P.N.: There’s been a continual increase in frac stages over the past decade and a bit. How has that affected both well performance and these metrics? How many stages might you do in a two-mile long Flat Lake well?

Gritzfeldt: A one-mile lateral will typically have 25 frac stages and a two-mile lateral will have approximately twice that at 50. We continually assess and adapt our frac designs to meet the specific conditions of the well and the geological formations we are targeting.

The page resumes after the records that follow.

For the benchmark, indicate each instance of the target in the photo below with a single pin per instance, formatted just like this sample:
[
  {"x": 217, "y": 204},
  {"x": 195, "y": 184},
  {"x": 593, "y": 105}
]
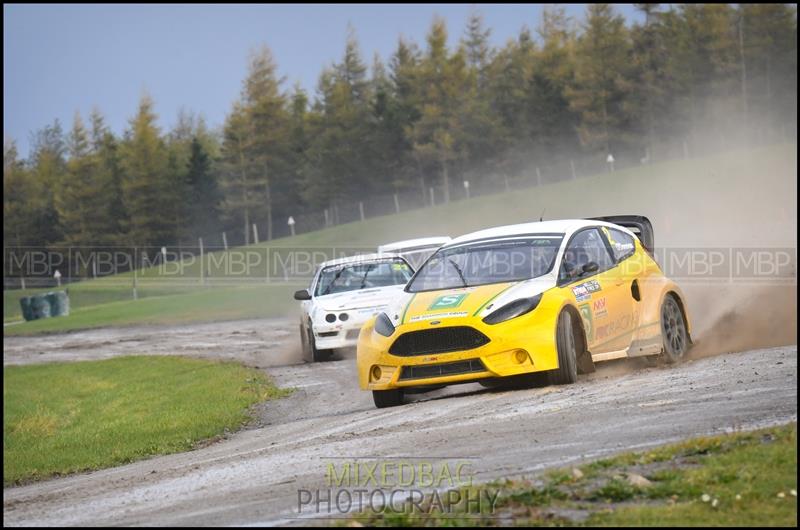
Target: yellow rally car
[{"x": 553, "y": 296}]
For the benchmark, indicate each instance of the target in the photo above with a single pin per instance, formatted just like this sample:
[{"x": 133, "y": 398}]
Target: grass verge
[
  {"x": 201, "y": 305},
  {"x": 64, "y": 418},
  {"x": 744, "y": 479}
]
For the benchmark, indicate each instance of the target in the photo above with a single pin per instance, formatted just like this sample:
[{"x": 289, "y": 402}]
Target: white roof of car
[
  {"x": 414, "y": 244},
  {"x": 360, "y": 258},
  {"x": 562, "y": 226}
]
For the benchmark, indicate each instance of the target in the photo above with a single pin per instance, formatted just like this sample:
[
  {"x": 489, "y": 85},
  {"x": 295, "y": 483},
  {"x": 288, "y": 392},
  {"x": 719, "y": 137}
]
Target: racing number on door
[{"x": 601, "y": 296}]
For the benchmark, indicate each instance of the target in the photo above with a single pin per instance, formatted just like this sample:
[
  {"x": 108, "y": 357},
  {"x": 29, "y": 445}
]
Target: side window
[
  {"x": 586, "y": 246},
  {"x": 621, "y": 243}
]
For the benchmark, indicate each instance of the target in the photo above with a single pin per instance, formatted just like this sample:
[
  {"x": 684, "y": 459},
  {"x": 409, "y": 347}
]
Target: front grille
[
  {"x": 439, "y": 370},
  {"x": 441, "y": 340}
]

P.N.: North Dakota used to run around 180 rigs before the downturn hit. Now that number is closer 52 to 65, yet they are setting production records each month. Their Department of Mineral Resources told us in 2018 that North Dakota rigs are now roughly two times as efficient as they used to be, drilling three wells in a month instead of one. Crescent Point is still active there. Can you describe your experience? Are you seeing similar improvements in rig efficiencies?

Gritzfeldt: Yes. North Dakota used to drill wells in 20 days on average back in 2014. The average with the newer triple drilling rigs has been averaging just under 12 days. On the Saskatchewan side we’ve also seen improvements in recent years with average drilling days dropping from 18 to 12 as a result of new efficiencies and optimized processes.

P.N.: What are the key factors in increased rig efficiency? Polycrystalline diamond cutter bits? Different muds? Solids control? Higher horsepower mud pumps? Pad drilling with walking rigs? Or is it something else?

Gritzfeldt: Yes, there are many factors:

  • Many rigs now have three mud pumps instead of two which is more efficient as the rig can run the same liner sizes for power in the intermediate and lateral hole sections. This saves considerable time for the rig crews. 
  • Larger pads (4 to 8 well pads vs mainly single well pads back in 2014/2015) have significantly cut down on the number of rig moves and kept the operations more efficient overall.
  • Continued improvement in bit cutter technology has increased bit effectiveness and durability.

P.N.: There are hundreds of racked rigs, many of which have been that way over five years. Do you expect any of those rigs to work again?

Gritzfeldt: It is hard to say, obviously it is an entirely different mindset in a $50 to $55/bbl WTI world where there is a lack of market access (no pipelines being built), disabling producers from realizing competitive pricing.  These factors obviously directly impact investment decisions of producers.  

P.N.: What metrics should we be using, going forward? Is metres drilled now king, over well count or rigs working?

Gritzfeldt: If you’re asking about what metrics to look at to measure the health of the industry, sure you could use metres drilled as there have been recent advancements in pad drilling and longer laterals.